Slow timescale — selection across generations✅ ImplementedAll three models. Payoff-proportional reproduction with mutation.
Selection on learning parameters✅ ImplementedEvolution acts on trust_prior, learning_rate, responsiveness, alpha, epsilon, gamma, initial_q_bias, and social parameters.
Fitness landscape smoothing by learning✅ DemonstratedAgents discover cooperation during life, raising their fitness and guiding selection toward cooperation-friendly parameters.
Interaction regimes (learning accelerates / masks / opposes evolution)⚠️ PartialThe one-shot vs repeated comparison tests the accelerating and masking regimes.
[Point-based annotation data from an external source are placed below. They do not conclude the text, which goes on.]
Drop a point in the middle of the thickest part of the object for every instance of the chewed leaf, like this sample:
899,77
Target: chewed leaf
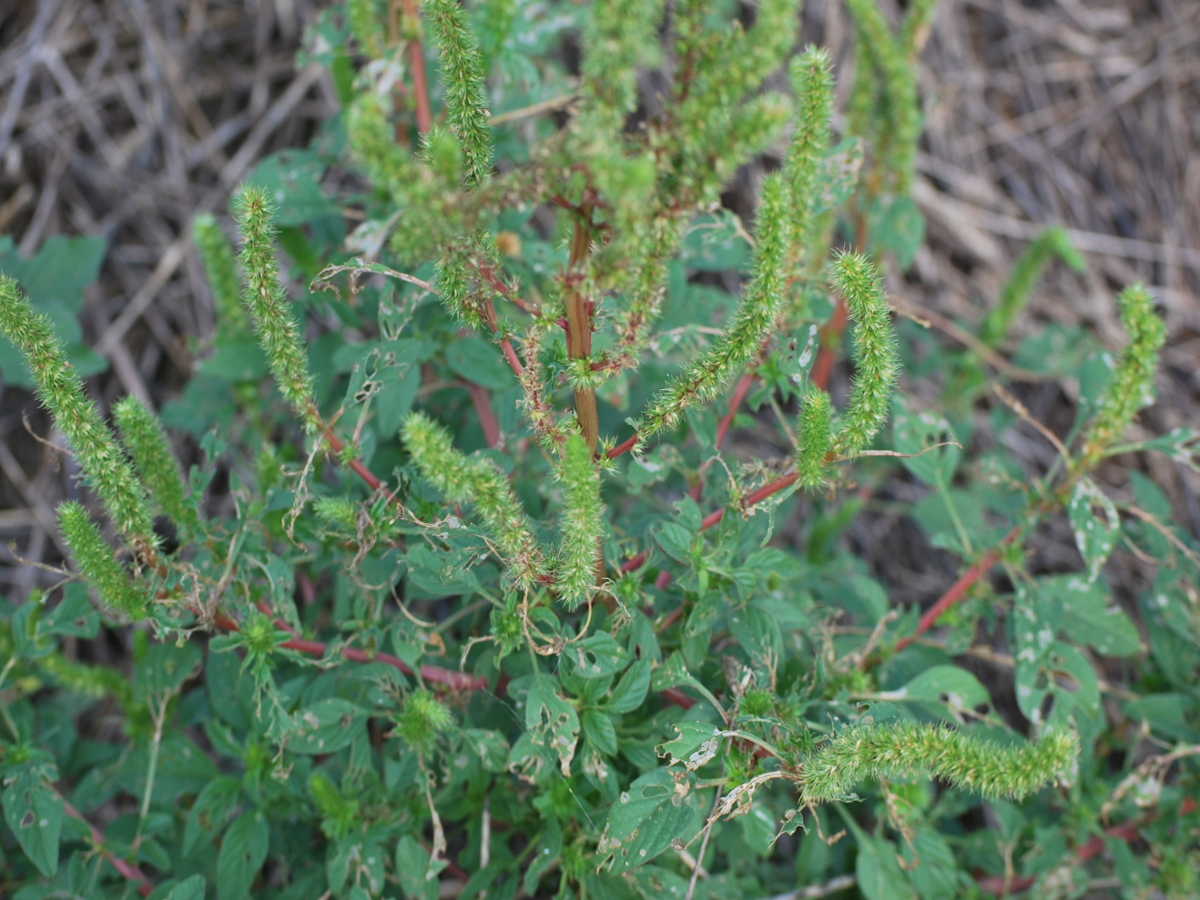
1095,535
34,814
552,719
697,744
645,821
598,657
The opposing regime (short-term defection winning) appears transiently as invasion events but is not isolated experimentally.
Baldwin effect — steps 1 & 2 (plasticity enables cooperation; selection favors learnability)✅ DemonstratedAgents that learn cooperation reproduce more; selection shifts the population toward parameter combinations that make learning succeed faster and more robustly.
Baldwin effect — step 3 (genetic assimilation: learned behavior becomes innate)❌ Not implementedOffspring always start with reset memories. Cooperation is never directly encoded in genes — it must be relearned every generation. Assimilation would require heritable memory or a genetically fixed cooperative action.
Testable prediction: repeated interaction → higher cooperation than one-shot✅ ConfirmedAll three models show markedly higher cooperation under repeated interaction.
Testable prediction: selection favors partner-discrimination parameters✅ Confirmedresponsiveness and rejection_threshold evolve upward under repeated interaction.
Testable prediction: reputation mechanisms outperform partner-memory in stranger-rich environments✅ ConfirmedNetwork diversity experiment shows the extended model dominates above ~50% stranger fraction.
Testable prediction: trust learning vs Q-learning produce different cooperation–payoff trade-offs✅ ConfirmedTrust learning maximises cooperation rate; Q-learning maximises payoff by retaining exploration.
Display 2: Theory–simulation correspondence.